«Меня зовут Владимир Долматов, я бы хотел сказать о себе несколько слов. Я нашел себя в середине своего жизненного пути. Уже несколько лет, как я начал писать свои дневники». Это строки писателя, обитающего в «Доме сопровождаемого проживания», или «Доме на воле».
Недавно мне написала моя читательница Мария Гершаник. Она рассказала о двух людях, особенности которых принято обозначать как отклонение в развитии. Эти люди пишут прозу и стихи. Мария предположила, что мое общение с ними могло бы их поддержать. Я поехал к двум этим авторам и открыл удивительный и очень человечный мир.
Местом, куда я отправился, был поселок Раздолье под Приозерском Ленинградской области. Настроенный на мысли об отклонениях, я задумался о названии региона. С точки зрения психической нормы область следует называть Петербургской, потому что она окружает Петербург. То, что название области никого не удивляет, приводит к выводу, что психическая норма условна, а отклонений в нашей повседневности больше, чем принято считать.
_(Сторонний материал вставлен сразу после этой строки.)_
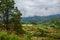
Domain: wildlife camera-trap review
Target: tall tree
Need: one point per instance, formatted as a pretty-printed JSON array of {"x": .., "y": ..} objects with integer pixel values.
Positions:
[{"x": 10, "y": 13}]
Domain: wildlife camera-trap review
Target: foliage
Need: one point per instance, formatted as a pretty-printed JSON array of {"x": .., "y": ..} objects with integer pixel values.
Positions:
[
  {"x": 5, "y": 36},
  {"x": 11, "y": 16}
]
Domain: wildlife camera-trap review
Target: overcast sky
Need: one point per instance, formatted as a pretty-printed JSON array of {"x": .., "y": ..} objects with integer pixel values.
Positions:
[{"x": 38, "y": 7}]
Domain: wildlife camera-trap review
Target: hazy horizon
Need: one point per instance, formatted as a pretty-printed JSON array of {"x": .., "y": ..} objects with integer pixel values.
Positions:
[{"x": 31, "y": 8}]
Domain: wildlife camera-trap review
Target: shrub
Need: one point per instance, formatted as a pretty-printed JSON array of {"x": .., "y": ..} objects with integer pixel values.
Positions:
[{"x": 5, "y": 36}]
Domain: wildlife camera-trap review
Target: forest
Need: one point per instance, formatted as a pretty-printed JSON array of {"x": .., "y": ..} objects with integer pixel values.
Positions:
[{"x": 15, "y": 27}]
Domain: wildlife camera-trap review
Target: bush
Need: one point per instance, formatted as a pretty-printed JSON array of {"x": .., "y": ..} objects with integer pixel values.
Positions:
[{"x": 5, "y": 36}]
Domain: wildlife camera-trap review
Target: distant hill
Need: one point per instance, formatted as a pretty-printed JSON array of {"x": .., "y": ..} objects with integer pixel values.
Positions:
[{"x": 40, "y": 19}]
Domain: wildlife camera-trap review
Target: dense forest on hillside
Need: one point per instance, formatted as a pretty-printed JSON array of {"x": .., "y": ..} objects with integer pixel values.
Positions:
[{"x": 15, "y": 27}]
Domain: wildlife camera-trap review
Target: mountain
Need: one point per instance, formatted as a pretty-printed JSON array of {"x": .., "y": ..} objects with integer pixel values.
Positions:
[{"x": 40, "y": 19}]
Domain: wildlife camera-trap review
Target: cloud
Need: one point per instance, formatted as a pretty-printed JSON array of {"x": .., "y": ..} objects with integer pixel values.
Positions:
[{"x": 38, "y": 7}]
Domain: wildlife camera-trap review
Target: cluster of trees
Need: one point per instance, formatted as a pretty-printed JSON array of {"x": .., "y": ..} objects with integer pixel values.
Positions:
[{"x": 10, "y": 16}]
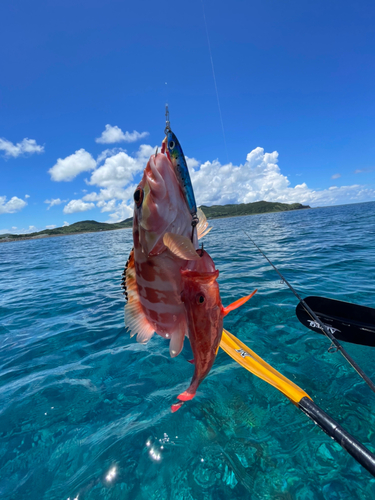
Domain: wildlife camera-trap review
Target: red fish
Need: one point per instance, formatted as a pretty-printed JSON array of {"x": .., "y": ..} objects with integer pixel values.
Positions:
[
  {"x": 152, "y": 275},
  {"x": 165, "y": 274},
  {"x": 205, "y": 314}
]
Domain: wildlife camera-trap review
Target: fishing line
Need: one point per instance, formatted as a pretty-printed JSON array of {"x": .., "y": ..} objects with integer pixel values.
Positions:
[
  {"x": 213, "y": 74},
  {"x": 322, "y": 326}
]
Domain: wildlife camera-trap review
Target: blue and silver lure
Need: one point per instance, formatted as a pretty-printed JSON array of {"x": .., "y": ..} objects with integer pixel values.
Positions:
[{"x": 182, "y": 173}]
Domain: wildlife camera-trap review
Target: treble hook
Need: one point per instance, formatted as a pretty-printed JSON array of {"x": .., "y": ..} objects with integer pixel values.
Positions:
[{"x": 167, "y": 123}]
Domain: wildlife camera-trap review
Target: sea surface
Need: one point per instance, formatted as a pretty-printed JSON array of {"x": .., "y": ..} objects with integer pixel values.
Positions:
[{"x": 85, "y": 410}]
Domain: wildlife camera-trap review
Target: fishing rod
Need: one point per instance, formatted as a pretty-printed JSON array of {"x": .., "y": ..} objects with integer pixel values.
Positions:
[
  {"x": 249, "y": 360},
  {"x": 345, "y": 320},
  {"x": 325, "y": 330}
]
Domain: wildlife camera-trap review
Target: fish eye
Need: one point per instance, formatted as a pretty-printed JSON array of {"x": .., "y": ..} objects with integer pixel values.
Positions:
[
  {"x": 138, "y": 197},
  {"x": 200, "y": 298}
]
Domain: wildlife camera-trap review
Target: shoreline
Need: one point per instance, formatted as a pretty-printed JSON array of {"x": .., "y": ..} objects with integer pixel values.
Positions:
[{"x": 45, "y": 236}]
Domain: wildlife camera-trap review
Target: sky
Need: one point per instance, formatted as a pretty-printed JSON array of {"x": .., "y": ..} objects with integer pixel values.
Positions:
[{"x": 83, "y": 87}]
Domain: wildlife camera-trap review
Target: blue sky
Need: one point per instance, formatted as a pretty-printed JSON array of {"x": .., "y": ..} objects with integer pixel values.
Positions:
[{"x": 295, "y": 82}]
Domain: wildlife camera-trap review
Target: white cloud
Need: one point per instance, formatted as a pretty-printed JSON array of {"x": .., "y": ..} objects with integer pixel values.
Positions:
[
  {"x": 52, "y": 202},
  {"x": 123, "y": 211},
  {"x": 259, "y": 178},
  {"x": 108, "y": 152},
  {"x": 77, "y": 206},
  {"x": 120, "y": 169},
  {"x": 363, "y": 170},
  {"x": 13, "y": 205},
  {"x": 66, "y": 169},
  {"x": 114, "y": 134},
  {"x": 26, "y": 146}
]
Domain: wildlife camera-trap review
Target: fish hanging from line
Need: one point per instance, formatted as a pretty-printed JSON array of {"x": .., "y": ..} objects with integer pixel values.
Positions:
[
  {"x": 165, "y": 272},
  {"x": 205, "y": 315},
  {"x": 152, "y": 276}
]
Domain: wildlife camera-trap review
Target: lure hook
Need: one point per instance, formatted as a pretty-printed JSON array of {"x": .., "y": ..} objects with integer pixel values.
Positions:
[{"x": 167, "y": 122}]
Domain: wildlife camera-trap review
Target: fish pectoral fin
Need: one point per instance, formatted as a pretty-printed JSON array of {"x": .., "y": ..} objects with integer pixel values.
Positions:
[
  {"x": 202, "y": 227},
  {"x": 181, "y": 246},
  {"x": 135, "y": 318},
  {"x": 238, "y": 303}
]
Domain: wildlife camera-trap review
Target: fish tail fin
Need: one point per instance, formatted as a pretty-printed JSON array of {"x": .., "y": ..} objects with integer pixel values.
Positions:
[
  {"x": 186, "y": 396},
  {"x": 176, "y": 407},
  {"x": 238, "y": 303}
]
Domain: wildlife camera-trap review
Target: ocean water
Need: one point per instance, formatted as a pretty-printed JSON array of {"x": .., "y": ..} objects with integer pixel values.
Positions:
[{"x": 85, "y": 410}]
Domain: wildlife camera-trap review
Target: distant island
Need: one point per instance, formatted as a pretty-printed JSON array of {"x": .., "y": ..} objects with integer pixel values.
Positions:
[{"x": 214, "y": 212}]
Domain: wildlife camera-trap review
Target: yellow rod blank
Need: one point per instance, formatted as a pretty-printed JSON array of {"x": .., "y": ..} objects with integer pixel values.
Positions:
[{"x": 256, "y": 365}]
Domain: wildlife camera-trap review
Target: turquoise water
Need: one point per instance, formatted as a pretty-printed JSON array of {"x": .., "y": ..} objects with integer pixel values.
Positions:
[{"x": 85, "y": 410}]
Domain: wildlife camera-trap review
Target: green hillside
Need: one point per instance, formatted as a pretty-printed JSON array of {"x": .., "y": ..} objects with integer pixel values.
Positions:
[
  {"x": 214, "y": 212},
  {"x": 258, "y": 207},
  {"x": 86, "y": 226}
]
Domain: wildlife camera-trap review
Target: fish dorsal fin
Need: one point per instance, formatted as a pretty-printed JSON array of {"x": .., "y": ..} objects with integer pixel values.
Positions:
[
  {"x": 135, "y": 318},
  {"x": 202, "y": 227},
  {"x": 237, "y": 303},
  {"x": 181, "y": 246}
]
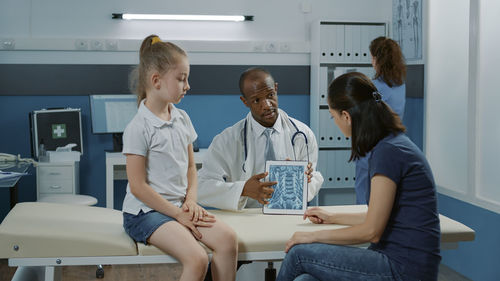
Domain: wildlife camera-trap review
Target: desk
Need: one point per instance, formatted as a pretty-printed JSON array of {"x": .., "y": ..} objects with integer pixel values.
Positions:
[
  {"x": 18, "y": 167},
  {"x": 115, "y": 170}
]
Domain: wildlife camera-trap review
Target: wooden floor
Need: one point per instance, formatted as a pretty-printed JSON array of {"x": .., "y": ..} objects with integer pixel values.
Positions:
[{"x": 156, "y": 272}]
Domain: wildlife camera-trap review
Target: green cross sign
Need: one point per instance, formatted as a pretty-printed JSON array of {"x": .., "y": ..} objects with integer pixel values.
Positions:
[{"x": 58, "y": 131}]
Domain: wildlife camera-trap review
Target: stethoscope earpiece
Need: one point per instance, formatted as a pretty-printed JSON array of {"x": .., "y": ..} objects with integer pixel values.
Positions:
[{"x": 298, "y": 132}]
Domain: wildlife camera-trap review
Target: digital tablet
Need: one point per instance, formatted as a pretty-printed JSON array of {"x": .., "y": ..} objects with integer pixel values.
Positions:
[{"x": 290, "y": 193}]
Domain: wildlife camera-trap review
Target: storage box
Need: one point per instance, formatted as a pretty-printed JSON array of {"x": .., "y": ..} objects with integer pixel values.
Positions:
[{"x": 55, "y": 128}]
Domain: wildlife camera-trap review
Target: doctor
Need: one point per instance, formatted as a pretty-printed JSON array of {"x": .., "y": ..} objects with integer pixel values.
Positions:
[{"x": 233, "y": 170}]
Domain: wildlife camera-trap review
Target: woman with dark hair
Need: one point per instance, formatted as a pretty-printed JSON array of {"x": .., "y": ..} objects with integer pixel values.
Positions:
[
  {"x": 401, "y": 223},
  {"x": 390, "y": 75}
]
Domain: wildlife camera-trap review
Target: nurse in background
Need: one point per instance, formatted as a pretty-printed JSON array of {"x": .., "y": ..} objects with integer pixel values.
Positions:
[
  {"x": 401, "y": 222},
  {"x": 390, "y": 75}
]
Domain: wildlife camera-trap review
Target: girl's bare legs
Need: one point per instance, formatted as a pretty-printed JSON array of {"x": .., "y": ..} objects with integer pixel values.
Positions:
[
  {"x": 224, "y": 244},
  {"x": 176, "y": 240}
]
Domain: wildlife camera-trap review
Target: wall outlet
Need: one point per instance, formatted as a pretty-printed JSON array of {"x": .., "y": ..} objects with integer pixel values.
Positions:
[
  {"x": 271, "y": 47},
  {"x": 111, "y": 45},
  {"x": 97, "y": 45},
  {"x": 284, "y": 47},
  {"x": 7, "y": 44},
  {"x": 258, "y": 47},
  {"x": 81, "y": 44}
]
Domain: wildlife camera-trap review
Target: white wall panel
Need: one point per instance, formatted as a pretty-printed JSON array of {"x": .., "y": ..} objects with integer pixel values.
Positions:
[
  {"x": 447, "y": 93},
  {"x": 488, "y": 101}
]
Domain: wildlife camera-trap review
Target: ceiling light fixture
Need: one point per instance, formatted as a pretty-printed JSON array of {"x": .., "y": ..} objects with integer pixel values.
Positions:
[{"x": 126, "y": 16}]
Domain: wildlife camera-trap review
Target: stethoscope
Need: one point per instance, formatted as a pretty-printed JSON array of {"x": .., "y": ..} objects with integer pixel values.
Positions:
[{"x": 298, "y": 132}]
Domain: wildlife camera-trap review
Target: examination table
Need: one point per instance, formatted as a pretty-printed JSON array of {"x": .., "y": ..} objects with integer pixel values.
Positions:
[{"x": 39, "y": 237}]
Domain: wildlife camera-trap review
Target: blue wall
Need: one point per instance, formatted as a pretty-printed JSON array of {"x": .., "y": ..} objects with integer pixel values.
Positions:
[
  {"x": 210, "y": 114},
  {"x": 478, "y": 260}
]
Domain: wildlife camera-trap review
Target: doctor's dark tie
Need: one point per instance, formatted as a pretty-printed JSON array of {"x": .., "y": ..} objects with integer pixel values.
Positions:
[{"x": 269, "y": 151}]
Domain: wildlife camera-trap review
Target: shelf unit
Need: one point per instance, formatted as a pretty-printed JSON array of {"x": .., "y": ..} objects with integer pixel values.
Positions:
[{"x": 337, "y": 47}]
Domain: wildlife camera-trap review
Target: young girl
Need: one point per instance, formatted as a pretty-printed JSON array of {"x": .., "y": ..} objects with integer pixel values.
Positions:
[
  {"x": 160, "y": 205},
  {"x": 402, "y": 223},
  {"x": 390, "y": 73}
]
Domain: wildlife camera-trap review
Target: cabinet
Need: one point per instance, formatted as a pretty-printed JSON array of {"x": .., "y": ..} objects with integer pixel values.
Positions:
[
  {"x": 57, "y": 178},
  {"x": 337, "y": 47}
]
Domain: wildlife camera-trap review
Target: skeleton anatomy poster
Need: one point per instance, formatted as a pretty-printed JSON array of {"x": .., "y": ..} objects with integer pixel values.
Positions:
[{"x": 407, "y": 27}]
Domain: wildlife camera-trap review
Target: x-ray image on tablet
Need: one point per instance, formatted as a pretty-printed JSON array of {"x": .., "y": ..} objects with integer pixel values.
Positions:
[{"x": 290, "y": 193}]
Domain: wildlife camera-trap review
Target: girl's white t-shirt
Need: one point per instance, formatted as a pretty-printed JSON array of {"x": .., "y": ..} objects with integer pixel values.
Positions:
[{"x": 164, "y": 144}]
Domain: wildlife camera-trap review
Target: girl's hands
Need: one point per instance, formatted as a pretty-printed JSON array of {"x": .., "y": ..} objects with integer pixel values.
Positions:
[
  {"x": 192, "y": 215},
  {"x": 195, "y": 211},
  {"x": 298, "y": 238},
  {"x": 318, "y": 215}
]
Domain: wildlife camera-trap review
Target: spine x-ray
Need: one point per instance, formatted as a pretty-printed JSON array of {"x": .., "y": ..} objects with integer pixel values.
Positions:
[{"x": 290, "y": 193}]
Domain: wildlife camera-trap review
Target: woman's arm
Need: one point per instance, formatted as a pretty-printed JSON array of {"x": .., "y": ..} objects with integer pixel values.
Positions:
[{"x": 383, "y": 192}]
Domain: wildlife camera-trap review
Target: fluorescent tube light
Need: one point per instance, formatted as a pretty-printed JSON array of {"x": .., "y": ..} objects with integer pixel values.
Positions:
[{"x": 181, "y": 17}]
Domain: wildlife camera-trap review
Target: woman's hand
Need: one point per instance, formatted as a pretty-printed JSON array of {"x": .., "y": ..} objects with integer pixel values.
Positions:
[
  {"x": 299, "y": 238},
  {"x": 318, "y": 215}
]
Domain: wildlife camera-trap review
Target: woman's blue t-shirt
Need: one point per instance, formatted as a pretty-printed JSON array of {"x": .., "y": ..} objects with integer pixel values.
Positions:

В Раздолье находится «Дом сопровождаемого проживания». Как объяснил мне кинорежиссер Максим Якубсон, много лет опекающий обитателей дома, официально это название обозначает лишь то, что люди в доме требуют круглосуточной поддержки. Впрочем, у него есть гораздо более симпатичное имя — «Дом на воле». Оно было придумано одним из его обитателей, переехавшим сюда из психоневрологического интерната.
Плохо говорить об интернатах не повернется язык — там работают подвижники. Вместе с тем учреждения эти устроены так, что объективно служат изоляции тех, кто в них живет, от общества. Молчаливо признается, что это лучшее решение — для обеих сторон. У «Дома на воле» — другая философия. Там считают, что «людям с отклонениями» нельзя замыкаться на себе, а следует, наоборот, как можно теснее общаться с окружающим миром, и в этом общении, соответственно, видят пользу и для этих людей, и для мира.
Когда я впервые попал в Германию, она показалась мне страной инвалидов — никогда еще прежде я не видел такого количества людей на колясках. На самом деле инвалидов там не больше, чем в любой другой стране. Просто они не помещаются в гетто, а живут насыщенной — насколько позволяют обстоятельства — жизнью. Словно искупая преступления Третьего рейха, немцы относятся к таким людям с особым вниманием.
Владимир Долматов: «Когда я жил в городе, я очень часто слышал, как люди спрашивали: «Зачем такие уроды рождаются на свет?» Вот что на это хочется ответить: во-первых, не судите — и не судимы будете! Во-вторых, если не будет нас, больных и беспомощных людей, которые нуждаются в постоянном уходе, не будет и вас — и не только потому, что у вас не будет работы, не будет постоянного заработка. Вы перестанете быть Людьми!»
История «Дома на воле» показывает, что по части отношения к инвалидам у нас большие проблемы. Жители поселка, полагавшие, очевидно, что раздольно здесь может быть только им, поначалу объявили дому настоящую войну. Подчеркиваю: настоящую, потому что в один из дней у его стены была обнаружена граната с сорванной чекой. «Граната не взорвалась», — спешат успокоить сотрудники дома, но вряд ли это способно вселить оптимизм. Это уже не отклонение — полное расчеловечение.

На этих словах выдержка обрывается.